In de baltstijd, zoals nu maken ze vaak rare baltsvluchten hoog in de lucht. We konden dat wel waarnemen, maar fotograferen bleek toch een stuk lastiger.
En baltsend hoog in de lucht
Een ander kenmerk van de kiekendief is, dat ze zich als een blad naar beneden laten dwarrelen, richting nest. Dat was nog moeilijker scherp te krijgen. De autofocus van de camera blijft pendelen tussen gras en kiek. Nog wat meer oefenen dus.
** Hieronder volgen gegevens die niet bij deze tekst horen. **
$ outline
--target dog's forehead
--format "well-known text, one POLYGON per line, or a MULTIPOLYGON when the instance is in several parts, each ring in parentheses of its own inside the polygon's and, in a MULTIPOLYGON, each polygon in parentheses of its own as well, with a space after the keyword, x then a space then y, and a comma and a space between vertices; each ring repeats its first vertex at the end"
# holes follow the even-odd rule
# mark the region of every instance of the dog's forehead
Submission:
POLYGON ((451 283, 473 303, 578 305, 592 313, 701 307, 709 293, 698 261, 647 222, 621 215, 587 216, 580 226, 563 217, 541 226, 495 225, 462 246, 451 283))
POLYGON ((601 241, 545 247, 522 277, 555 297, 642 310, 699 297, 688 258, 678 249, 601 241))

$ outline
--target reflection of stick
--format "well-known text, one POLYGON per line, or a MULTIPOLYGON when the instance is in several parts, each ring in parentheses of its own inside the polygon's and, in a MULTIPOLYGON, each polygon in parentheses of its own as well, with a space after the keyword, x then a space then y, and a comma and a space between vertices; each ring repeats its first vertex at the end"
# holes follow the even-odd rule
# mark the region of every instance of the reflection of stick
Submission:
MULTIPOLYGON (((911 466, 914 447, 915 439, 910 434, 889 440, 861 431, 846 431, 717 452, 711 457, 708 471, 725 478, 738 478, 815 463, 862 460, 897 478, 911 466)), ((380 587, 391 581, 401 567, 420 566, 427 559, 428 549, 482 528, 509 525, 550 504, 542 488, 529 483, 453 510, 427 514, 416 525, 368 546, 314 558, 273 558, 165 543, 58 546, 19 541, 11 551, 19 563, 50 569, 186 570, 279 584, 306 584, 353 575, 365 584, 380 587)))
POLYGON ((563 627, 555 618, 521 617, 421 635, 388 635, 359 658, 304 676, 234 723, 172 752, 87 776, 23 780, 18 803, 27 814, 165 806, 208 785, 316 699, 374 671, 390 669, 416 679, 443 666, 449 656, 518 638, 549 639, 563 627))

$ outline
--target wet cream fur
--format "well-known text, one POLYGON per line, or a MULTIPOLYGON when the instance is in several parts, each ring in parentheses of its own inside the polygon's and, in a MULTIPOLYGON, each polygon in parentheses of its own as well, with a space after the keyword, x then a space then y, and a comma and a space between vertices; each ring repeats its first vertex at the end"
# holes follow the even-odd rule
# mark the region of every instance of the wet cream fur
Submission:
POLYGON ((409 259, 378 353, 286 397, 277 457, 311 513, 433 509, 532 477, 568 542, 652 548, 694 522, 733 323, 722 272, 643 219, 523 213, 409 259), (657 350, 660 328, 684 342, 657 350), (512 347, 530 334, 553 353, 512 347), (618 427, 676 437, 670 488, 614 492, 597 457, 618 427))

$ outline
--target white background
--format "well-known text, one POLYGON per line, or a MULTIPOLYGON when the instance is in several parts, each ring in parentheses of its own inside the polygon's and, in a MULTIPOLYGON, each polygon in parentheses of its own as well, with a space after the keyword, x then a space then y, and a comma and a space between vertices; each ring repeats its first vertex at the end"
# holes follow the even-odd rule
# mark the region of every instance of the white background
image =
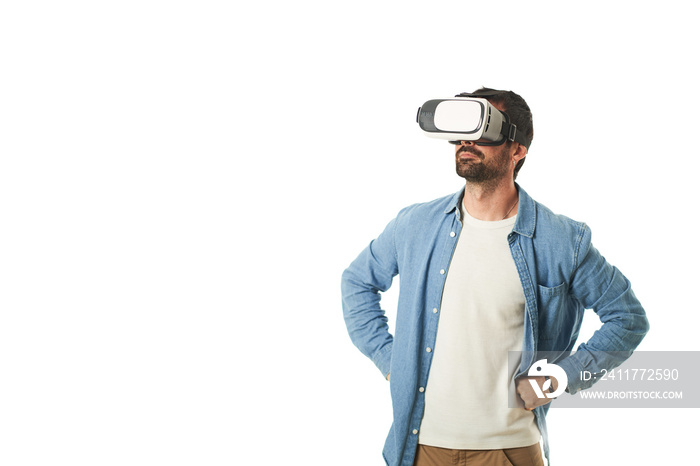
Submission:
MULTIPOLYGON (((3 2, 0 464, 383 464, 340 274, 460 189, 415 114, 482 85, 528 101, 518 181, 630 278, 640 349, 700 349, 682 5, 3 2)), ((697 415, 553 409, 552 459, 676 464, 697 415)))

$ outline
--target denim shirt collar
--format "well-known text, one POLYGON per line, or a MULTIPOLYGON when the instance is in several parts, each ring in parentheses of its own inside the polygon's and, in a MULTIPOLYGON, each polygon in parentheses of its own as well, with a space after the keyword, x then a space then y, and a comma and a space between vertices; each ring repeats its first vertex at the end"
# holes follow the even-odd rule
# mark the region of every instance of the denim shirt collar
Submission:
MULTIPOLYGON (((462 188, 461 191, 452 196, 452 199, 450 199, 445 209, 446 214, 457 209, 457 206, 464 196, 464 189, 465 188, 462 188)), ((535 224, 537 223, 537 206, 535 205, 535 200, 532 199, 518 183, 515 183, 515 189, 518 190, 519 206, 513 231, 519 235, 532 238, 535 235, 535 224)))

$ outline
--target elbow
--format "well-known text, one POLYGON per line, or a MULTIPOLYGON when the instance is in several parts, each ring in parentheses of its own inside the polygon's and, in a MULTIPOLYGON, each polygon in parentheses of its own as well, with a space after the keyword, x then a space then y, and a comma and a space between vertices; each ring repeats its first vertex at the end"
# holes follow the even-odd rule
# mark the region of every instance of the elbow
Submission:
POLYGON ((642 314, 639 316, 639 333, 640 333, 640 341, 642 338, 646 336, 647 333, 649 333, 649 319, 647 318, 646 314, 642 314))
POLYGON ((649 319, 643 309, 639 312, 625 315, 622 326, 621 340, 630 350, 634 350, 649 333, 649 319))

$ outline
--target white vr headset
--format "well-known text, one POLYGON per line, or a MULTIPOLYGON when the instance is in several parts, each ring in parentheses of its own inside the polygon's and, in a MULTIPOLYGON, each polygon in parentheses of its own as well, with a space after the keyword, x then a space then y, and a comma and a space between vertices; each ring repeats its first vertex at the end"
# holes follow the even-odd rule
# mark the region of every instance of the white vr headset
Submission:
POLYGON ((418 109, 416 121, 427 136, 450 142, 475 141, 483 146, 498 146, 515 141, 529 146, 525 134, 518 131, 508 115, 481 97, 429 100, 418 109))

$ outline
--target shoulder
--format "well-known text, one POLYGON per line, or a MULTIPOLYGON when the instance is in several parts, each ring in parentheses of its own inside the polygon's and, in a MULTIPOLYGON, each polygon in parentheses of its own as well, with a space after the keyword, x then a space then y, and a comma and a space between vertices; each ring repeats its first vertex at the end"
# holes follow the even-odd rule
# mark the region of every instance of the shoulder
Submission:
POLYGON ((584 222, 554 213, 549 207, 540 202, 535 201, 535 205, 537 206, 537 230, 576 234, 588 229, 588 225, 584 222))
POLYGON ((537 221, 534 240, 546 243, 550 249, 574 252, 577 261, 591 243, 591 230, 585 222, 554 213, 549 207, 535 201, 537 221))
POLYGON ((462 191, 449 194, 428 202, 409 205, 401 209, 397 215, 397 223, 400 226, 416 227, 424 223, 434 223, 436 220, 450 213, 458 205, 462 197, 462 191))
POLYGON ((584 235, 588 230, 585 223, 565 215, 556 214, 544 204, 535 201, 519 185, 520 206, 514 231, 533 238, 535 241, 568 241, 584 235))

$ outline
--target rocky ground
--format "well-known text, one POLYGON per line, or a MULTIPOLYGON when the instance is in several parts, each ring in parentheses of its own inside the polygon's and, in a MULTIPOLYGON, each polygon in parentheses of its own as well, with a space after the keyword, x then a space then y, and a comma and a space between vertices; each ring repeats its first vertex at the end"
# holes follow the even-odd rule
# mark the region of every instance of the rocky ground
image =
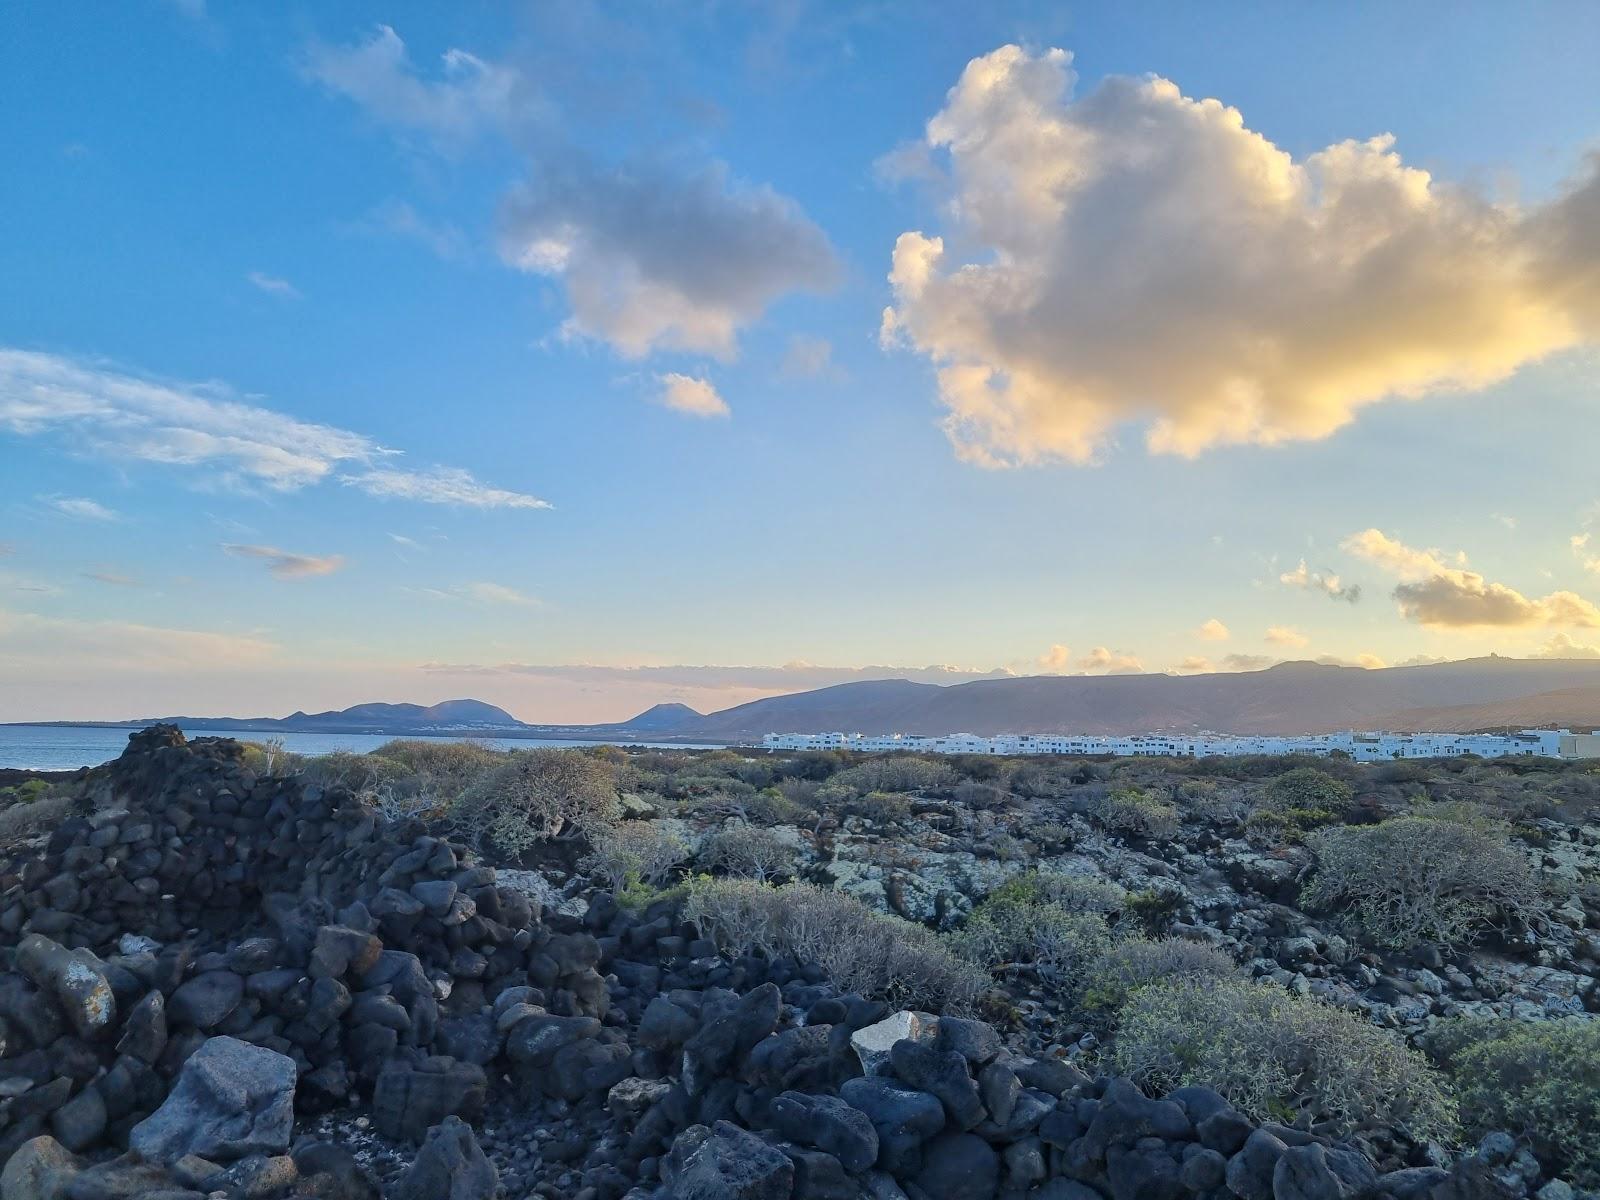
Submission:
MULTIPOLYGON (((156 727, 77 786, 0 868, 0 1200, 1574 1194, 1507 1134, 1450 1155, 1263 1124, 1208 1088, 1151 1099, 1071 1061, 1073 1014, 1026 981, 1034 1015, 1002 1032, 724 957, 670 898, 574 880, 536 901, 544 881, 257 777, 232 742, 156 727)), ((1060 806, 999 832, 1047 816, 1049 861, 1174 889, 1173 931, 1397 1028, 1597 1006, 1581 909, 1537 945, 1386 961, 1273 898, 1293 848, 1114 838, 1060 806)), ((934 922, 1021 869, 960 814, 914 820, 790 836, 802 870, 934 922)), ((1574 870, 1596 852, 1571 827, 1551 844, 1574 870)))

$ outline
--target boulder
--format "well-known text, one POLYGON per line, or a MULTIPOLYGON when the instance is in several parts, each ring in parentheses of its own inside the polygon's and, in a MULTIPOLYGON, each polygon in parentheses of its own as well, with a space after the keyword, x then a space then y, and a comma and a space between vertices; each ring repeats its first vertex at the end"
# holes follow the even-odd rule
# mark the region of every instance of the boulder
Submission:
POLYGON ((794 1163, 727 1121, 691 1125, 661 1164, 672 1200, 789 1200, 794 1163))
POLYGON ((494 1200, 500 1175, 472 1126, 446 1117, 428 1130, 422 1149, 389 1189, 392 1200, 494 1200))
POLYGON ((913 1042, 931 1042, 938 1033, 938 1017, 903 1009, 876 1024, 856 1030, 850 1035, 850 1048, 861 1060, 863 1074, 881 1075, 888 1070, 889 1051, 896 1042, 907 1038, 913 1042))
POLYGON ((12 1154, 0 1171, 3 1200, 60 1200, 82 1164, 53 1137, 36 1137, 12 1154))
POLYGON ((912 1177, 928 1200, 992 1200, 1000 1186, 1000 1156, 971 1133, 944 1133, 922 1153, 912 1177))
POLYGON ((477 1120, 488 1087, 488 1077, 476 1063, 443 1055, 419 1062, 393 1058, 378 1073, 372 1123, 385 1137, 420 1142, 448 1116, 477 1120))
POLYGON ((878 1132, 878 1165, 909 1175, 922 1165, 922 1144, 944 1128, 944 1105, 927 1092, 896 1086, 882 1076, 848 1079, 839 1095, 866 1114, 878 1132))
POLYGON ((913 1088, 937 1096, 957 1129, 971 1129, 987 1115, 978 1085, 967 1074, 967 1060, 956 1051, 899 1041, 889 1051, 889 1064, 913 1088))
POLYGON ((865 1171, 878 1161, 872 1121, 838 1096, 784 1092, 772 1102, 772 1120, 791 1142, 833 1155, 847 1171, 865 1171))
POLYGON ((294 1125, 294 1060, 231 1037, 189 1056, 166 1101, 133 1127, 129 1147, 151 1161, 198 1154, 232 1162, 282 1154, 294 1125))
POLYGON ((117 1000, 105 964, 87 950, 68 950, 37 933, 17 946, 17 970, 55 996, 73 1031, 86 1041, 116 1024, 117 1000))

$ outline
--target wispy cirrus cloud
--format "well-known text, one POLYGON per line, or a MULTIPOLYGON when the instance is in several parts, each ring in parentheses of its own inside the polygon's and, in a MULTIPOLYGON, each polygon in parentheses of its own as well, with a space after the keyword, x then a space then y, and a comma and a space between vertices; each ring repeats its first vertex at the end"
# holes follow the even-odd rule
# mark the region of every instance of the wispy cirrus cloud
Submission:
POLYGON ((1343 600, 1347 604, 1354 604, 1361 599, 1359 583, 1345 583, 1332 571, 1309 570, 1303 558, 1294 570, 1279 575, 1278 582, 1285 587, 1300 588, 1302 591, 1321 592, 1330 600, 1343 600))
POLYGON ((1195 634, 1203 642, 1225 642, 1233 636, 1228 627, 1216 617, 1212 617, 1202 624, 1199 629, 1195 630, 1195 634))
POLYGON ((916 683, 965 683, 974 679, 1004 679, 1005 668, 982 671, 969 667, 934 664, 925 667, 829 667, 792 662, 778 666, 639 665, 601 663, 495 664, 430 662, 422 670, 438 675, 520 675, 584 682, 643 682, 693 688, 760 688, 799 691, 852 683, 864 679, 909 679, 916 683))
POLYGON ((1273 625, 1267 629, 1266 641, 1272 646, 1289 646, 1299 649, 1311 644, 1311 639, 1289 625, 1273 625))
POLYGON ((246 489, 295 492, 337 480, 428 504, 549 507, 460 468, 400 467, 400 451, 365 434, 277 412, 220 384, 150 379, 37 351, 0 347, 0 433, 53 437, 111 462, 193 468, 197 481, 246 489))
POLYGON ((95 583, 108 584, 111 587, 137 588, 144 586, 134 576, 122 571, 112 570, 109 567, 102 567, 98 571, 84 571, 83 577, 93 580, 95 583))
POLYGON ((1439 550, 1408 546, 1379 529, 1364 529, 1344 540, 1344 548, 1377 564, 1400 582, 1394 599, 1401 615, 1439 629, 1539 626, 1600 627, 1600 608, 1576 592, 1525 596, 1468 570, 1466 556, 1453 560, 1439 550))
POLYGON ((268 275, 265 271, 251 271, 245 278, 250 281, 251 287, 269 296, 276 296, 280 300, 302 299, 300 289, 281 276, 268 275))
POLYGON ((224 542, 222 549, 235 558, 259 560, 277 579, 310 579, 318 575, 332 575, 344 566, 344 556, 341 554, 296 554, 276 546, 245 546, 236 542, 224 542))
POLYGON ((0 674, 87 668, 99 672, 213 672, 270 661, 257 634, 174 629, 133 621, 41 616, 0 608, 0 674))
POLYGON ((87 496, 40 496, 39 502, 64 517, 79 521, 120 521, 122 514, 87 496))

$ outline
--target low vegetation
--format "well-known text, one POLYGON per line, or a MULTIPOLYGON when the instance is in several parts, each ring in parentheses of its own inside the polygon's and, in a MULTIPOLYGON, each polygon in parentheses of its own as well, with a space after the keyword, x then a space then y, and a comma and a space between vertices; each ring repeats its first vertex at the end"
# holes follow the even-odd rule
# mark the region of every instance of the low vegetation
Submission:
POLYGON ((814 962, 842 988, 893 1004, 965 1012, 988 986, 939 935, 807 883, 699 877, 684 916, 726 950, 814 962))
POLYGON ((1580 1187, 1600 1187, 1600 1020, 1449 1022, 1432 1046, 1468 1135, 1504 1129, 1580 1187))
POLYGON ((1302 903, 1347 914, 1378 946, 1458 946, 1536 923, 1549 907, 1537 869, 1499 822, 1404 816, 1322 830, 1308 845, 1317 867, 1302 903))
POLYGON ((1352 1131, 1399 1123, 1446 1137, 1455 1105, 1418 1051, 1319 1000, 1270 984, 1179 979, 1136 989, 1113 1066, 1156 1092, 1205 1084, 1241 1111, 1352 1131))

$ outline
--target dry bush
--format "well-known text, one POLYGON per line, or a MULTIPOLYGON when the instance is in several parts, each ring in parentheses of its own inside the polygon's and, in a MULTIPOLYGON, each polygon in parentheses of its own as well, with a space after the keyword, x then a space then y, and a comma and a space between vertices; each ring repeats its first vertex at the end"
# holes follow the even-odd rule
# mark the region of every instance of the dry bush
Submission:
POLYGON ((1215 946, 1186 938, 1130 937, 1113 943, 1089 968, 1083 1002, 1115 1012, 1140 988, 1179 979, 1230 979, 1238 965, 1215 946))
POLYGON ((1179 828, 1178 810, 1142 788, 1116 788, 1091 801, 1089 811, 1116 833, 1170 838, 1179 828))
POLYGON ((659 884, 688 857, 688 844, 673 830, 654 821, 624 821, 596 835, 578 866, 604 878, 615 892, 634 883, 659 884))
POLYGON ((730 825, 708 837, 695 855, 706 871, 765 882, 794 874, 794 847, 766 829, 730 825))
POLYGON ((1537 923, 1551 897, 1538 869, 1489 821, 1406 816, 1307 838, 1316 872, 1302 906, 1350 914, 1379 946, 1456 946, 1512 921, 1537 923))
POLYGON ((1469 1135, 1509 1130, 1552 1175, 1600 1187, 1600 1020, 1463 1017, 1430 1048, 1444 1052, 1469 1135))
POLYGON ((914 754, 891 754, 869 758, 848 767, 828 780, 831 787, 855 792, 925 792, 948 787, 956 773, 948 763, 914 754))
POLYGON ((516 750, 473 779, 450 815, 480 848, 518 857, 539 842, 595 837, 615 825, 616 772, 575 750, 516 750))
POLYGON ((0 809, 0 846, 49 833, 71 814, 70 796, 45 796, 0 809))
POLYGON ((950 944, 962 958, 987 970, 1027 964, 1076 990, 1111 944, 1111 931, 1095 914, 1069 913, 1052 904, 985 901, 950 935, 950 944))
POLYGON ((726 951, 816 963, 842 990, 903 1007, 966 1012, 988 986, 923 926, 807 883, 698 878, 684 916, 726 951))
POLYGON ((1328 1123, 1341 1133, 1403 1124, 1447 1136, 1454 1105, 1417 1051, 1320 1000, 1246 980, 1189 979, 1133 993, 1114 1069, 1153 1093, 1216 1088, 1257 1120, 1328 1123))

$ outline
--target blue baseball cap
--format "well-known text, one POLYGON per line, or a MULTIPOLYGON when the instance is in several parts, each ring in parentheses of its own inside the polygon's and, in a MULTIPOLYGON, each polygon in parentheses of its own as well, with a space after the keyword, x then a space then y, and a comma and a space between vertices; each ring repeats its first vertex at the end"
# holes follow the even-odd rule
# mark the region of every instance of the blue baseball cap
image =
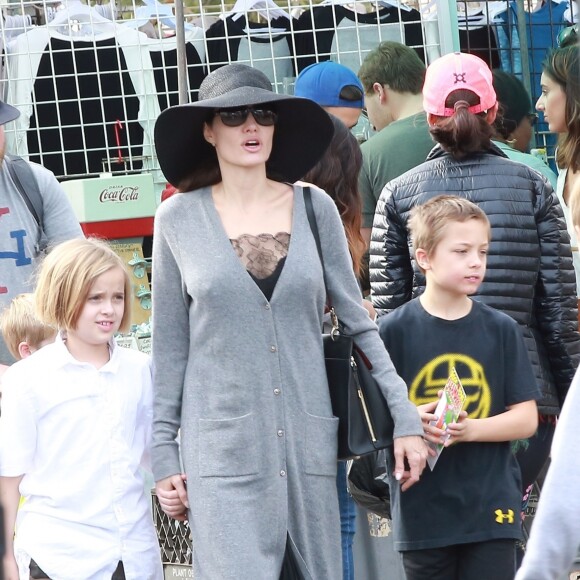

De autofocus heeft het moeilijk met het verschil tussen riet en kiek
De kiekendieven werden ook belaagd door een paar kraaien. Hoewel de spanwijdte van de kieken behoorlijk is, is het toch een betrekkelijk kleine vogel. Ze boden wel partij aan de kraaien, maar die leken niet echt onder de indruk van snavels en klauwen.
Kraai en kiek geen goede maatjes.
Na dus een uurtje daar gezeten te hebben verscheen ook nog een paartje Torenvalken als kers op de taart. Dat was een mooie afsluiting van een onverwachte leuke middag natuurfotografie.